Factor XIII cross-links the fibrin monomers allowing hard clots to form.

Question 8

How does the fibrinogen - fibrin deal work?

Answer 8

Fibrinogen can’t polymerize unless thrombin cleaves the terminal portions.
Once free, fibrin monomers can aggregate and form a soft clot.
XIII cross-links the fibrin monomers allowing hard clots to form.

Question 9

Where is gamma-carboxyglutamate found and what does it do?

Answer 9

This is found on factors II, VII, IX, and X.
It binds factors to calcium ion/phospholipid head groups on the plasma membrane.
This anchors the complexes to the cell surface.

Question 10

What is needed to form gamma-carboxyglutamate?

Answer 10

Vitamin K is needed to form it.

Question 11

Warfarin (Coumadin)

Answer 11

It is a slow and long-acting anticoagulant.

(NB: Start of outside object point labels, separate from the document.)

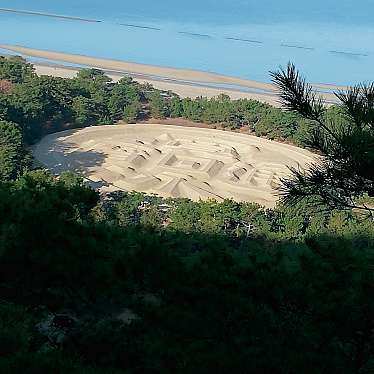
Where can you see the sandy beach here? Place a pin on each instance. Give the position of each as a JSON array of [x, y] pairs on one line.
[[184, 82], [173, 161]]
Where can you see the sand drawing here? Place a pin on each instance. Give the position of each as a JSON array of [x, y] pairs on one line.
[[174, 161]]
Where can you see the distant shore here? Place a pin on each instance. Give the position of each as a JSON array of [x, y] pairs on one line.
[[43, 14], [184, 82]]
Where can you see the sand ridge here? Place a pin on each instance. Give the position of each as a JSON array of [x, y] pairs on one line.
[[173, 161]]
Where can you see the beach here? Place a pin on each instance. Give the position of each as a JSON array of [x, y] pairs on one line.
[[173, 161], [184, 82]]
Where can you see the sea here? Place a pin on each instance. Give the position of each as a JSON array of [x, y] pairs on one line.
[[330, 41]]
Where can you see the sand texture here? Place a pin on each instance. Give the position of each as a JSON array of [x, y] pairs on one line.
[[173, 161]]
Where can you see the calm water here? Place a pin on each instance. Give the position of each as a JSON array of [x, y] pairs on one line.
[[331, 41]]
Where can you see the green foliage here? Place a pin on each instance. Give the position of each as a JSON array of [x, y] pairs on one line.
[[131, 283], [345, 138], [13, 156], [15, 69]]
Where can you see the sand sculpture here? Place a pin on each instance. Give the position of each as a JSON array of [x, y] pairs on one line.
[[173, 161]]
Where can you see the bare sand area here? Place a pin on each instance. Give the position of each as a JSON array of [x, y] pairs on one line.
[[173, 161], [184, 82]]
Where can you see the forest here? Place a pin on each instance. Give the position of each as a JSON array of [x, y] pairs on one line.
[[134, 283]]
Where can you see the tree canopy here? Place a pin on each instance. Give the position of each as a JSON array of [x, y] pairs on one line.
[[346, 142]]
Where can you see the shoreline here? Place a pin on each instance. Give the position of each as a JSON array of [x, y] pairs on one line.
[[51, 15], [184, 82]]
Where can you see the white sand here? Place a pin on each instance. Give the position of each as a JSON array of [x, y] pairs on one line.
[[173, 161], [184, 82]]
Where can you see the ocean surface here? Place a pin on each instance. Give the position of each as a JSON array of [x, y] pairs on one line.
[[330, 41]]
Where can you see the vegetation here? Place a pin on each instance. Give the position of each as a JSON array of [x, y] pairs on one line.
[[346, 171], [45, 104], [130, 283]]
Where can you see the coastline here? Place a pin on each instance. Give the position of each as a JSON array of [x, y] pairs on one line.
[[184, 82]]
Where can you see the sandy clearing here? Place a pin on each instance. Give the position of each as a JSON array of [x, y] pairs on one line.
[[173, 161], [184, 82]]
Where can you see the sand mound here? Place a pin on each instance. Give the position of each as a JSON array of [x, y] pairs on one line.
[[173, 161]]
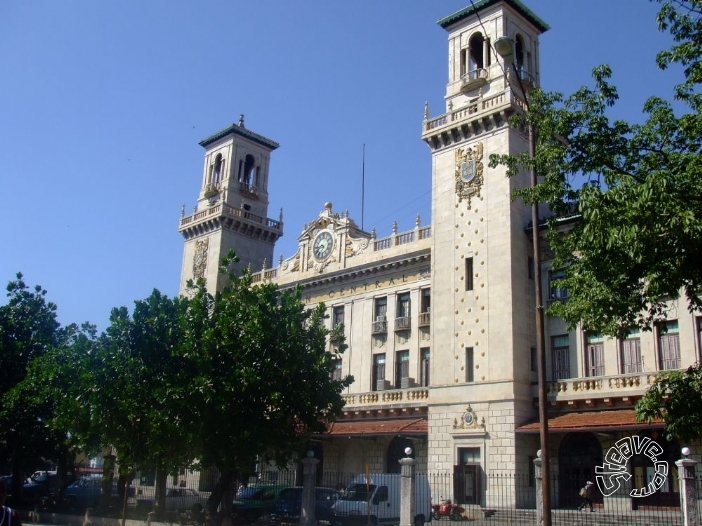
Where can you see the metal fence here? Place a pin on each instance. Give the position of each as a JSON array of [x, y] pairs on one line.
[[482, 498]]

Analog of Vitamin K that blocks gamma-carboxylation reaction

Question 12

Regulation of clotting

Answer 12

Proteins S and C regulate clotting and are activated by thrombin.
Serpins are serine protease inhibitors, serpins antithrombin III (ATIII) modulates thrombin activity.
Plasmin can dissolve fibrin clots.

Question 13

Factor V Leiden

Answer 13

(Genetic) Factor V cannot be inactivated by protein C, leading to hypercoagulation and DVT.

Question 14

Hemophilia B

Answer 14

(Genetic) Lack of factor IX

Question 15

Hemophilia A

Answer 15

(Genetic) Lack of factor VIII

Question 16

alpha1-antiproteinase deficiency

Answer 16

(Genetic) leads to elastase destruction of lung tissue, progressing to emphysema and COPD

Question 17

Kwashiorkor

Answer 17

(Environmental) protein deficiency due to diet leads to reduction in circulating blood proteins = edema, swollen belly.

Question 18

Thrombocytopenic Purpura (TTP)

Answer 18

(Environment and Genetics) Formation of microscopic thrombi, leads to hemolysis and organ failure.
May be caused by autoimmune destruction of platelets.

Question 19

vWF deficiency

Answer 19

(Environment and Genetics) Without this factor clotting will not occur. Common presentation in mucous membranes,

Question 20

Bernard-Soulier Syndrome

Answer 20

(Genetic) Lack of Gplb, the receptor for vWF. Leads to lack of function of vWF and bleeding disorder.